八朔

 今年も残すところ後一日だけとなってしまった。 今年はオフにとってあまり良い年とは言えなかった。 というより大きな曲がり角に立たされた年で、これまでの60年の人生の中でも最大の転機を迎えた年といってもよいのだろうと思う。
 前の日記を調べてみたらその日は5月15日で、その日に骨髄のガンである多発性骨髄腫に罹患していることが告げられた。 その後6月に入って風邪を引き、それが元で急激に体力を失って主に肋骨を中心にして骨の痛みが激しくなり、ついに8月始めの入院、大量抗ガン剤投与治療と続いて年の瀬を迎えることになった。 
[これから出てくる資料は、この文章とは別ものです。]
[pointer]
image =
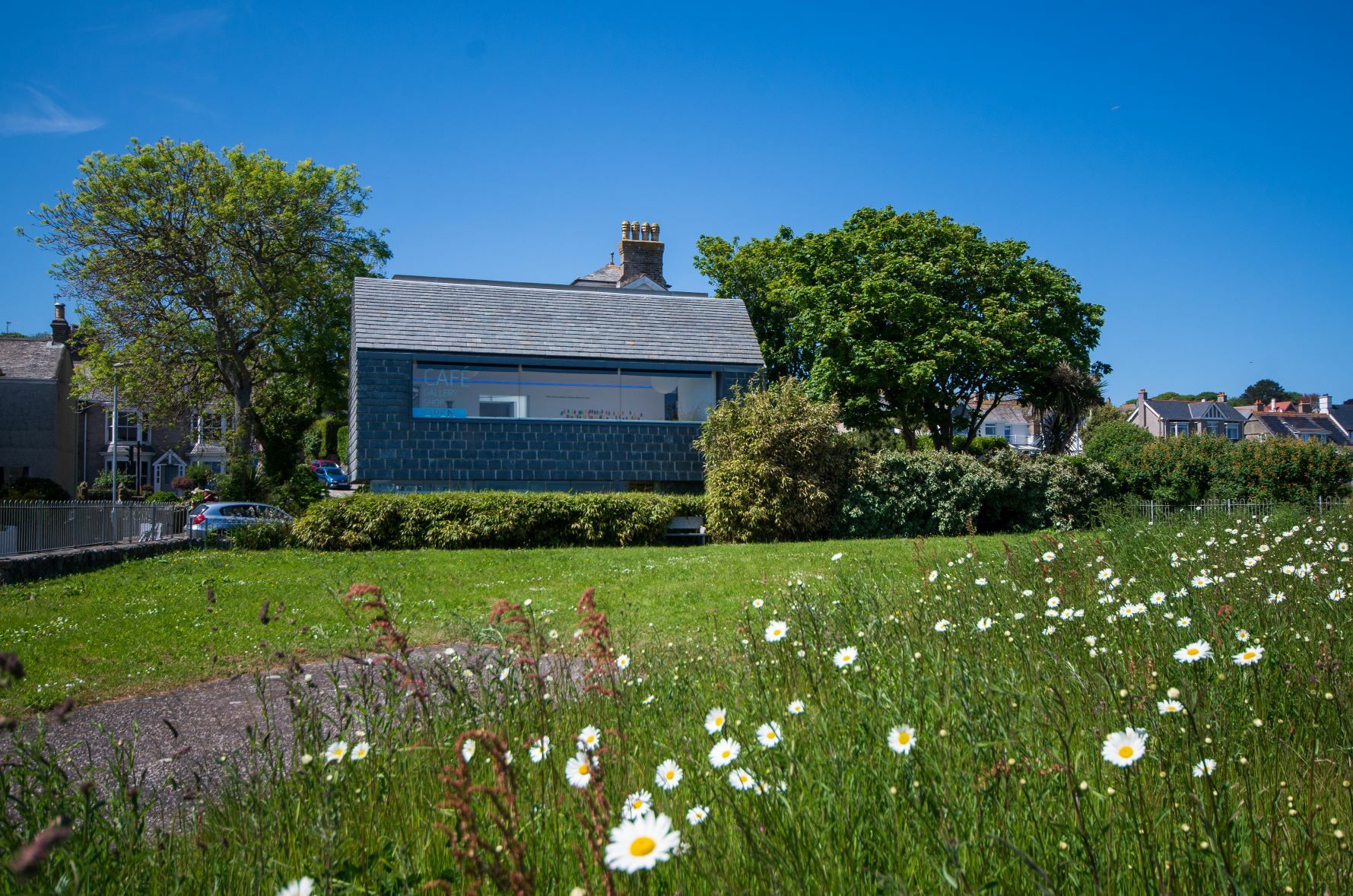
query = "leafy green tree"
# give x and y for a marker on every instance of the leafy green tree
(907, 317)
(1266, 390)
(213, 276)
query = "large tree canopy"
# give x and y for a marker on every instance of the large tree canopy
(907, 317)
(214, 276)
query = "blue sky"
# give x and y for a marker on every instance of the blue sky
(1189, 165)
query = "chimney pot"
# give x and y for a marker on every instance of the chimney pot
(60, 328)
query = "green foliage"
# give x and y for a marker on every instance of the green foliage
(924, 493)
(1101, 415)
(300, 491)
(776, 465)
(1116, 444)
(236, 264)
(199, 474)
(33, 489)
(904, 317)
(262, 536)
(491, 520)
(244, 481)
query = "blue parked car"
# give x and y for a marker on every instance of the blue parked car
(330, 474)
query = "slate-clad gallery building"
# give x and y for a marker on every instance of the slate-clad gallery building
(599, 385)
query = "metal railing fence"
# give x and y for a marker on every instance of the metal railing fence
(31, 527)
(1221, 507)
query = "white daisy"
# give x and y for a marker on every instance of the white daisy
(1193, 653)
(1125, 748)
(901, 739)
(589, 738)
(769, 734)
(637, 803)
(742, 780)
(724, 751)
(303, 887)
(669, 774)
(578, 770)
(637, 845)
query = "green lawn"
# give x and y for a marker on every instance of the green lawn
(147, 625)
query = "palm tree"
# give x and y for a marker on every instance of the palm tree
(1061, 404)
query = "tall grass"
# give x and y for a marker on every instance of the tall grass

 午前中ソファーに横になっていると、頭の先のほうでガラス戸が音を立てている。 この音は何だろうと思っいながらウトウトしていたが、どうやら嫁さんがベランダに出て外からガラス戸を掃除している音のようなのだ・・・今年も終わりだなぁ、と思いながら半分夢の夢の中で聞いている心地よさ。

 一昨日スーパーへ行ったのだが、なんと大好物の八朔が売っていた。 二個ずつ丁寧に包装されていて二個で三百円の値が付いていた。 ハシリのこの時期にしては高いとはいえない値段だったので、四個買ってきた。 さっそく昨日食べてみたのだが、スッパイというより、まだまだ苦くて渋い味だった。 さすがに八朔はこの時期ではまだ早いのだろう。 正月の間このまま眺めるだけにしておいて、時間を置いてから食べることにしよう。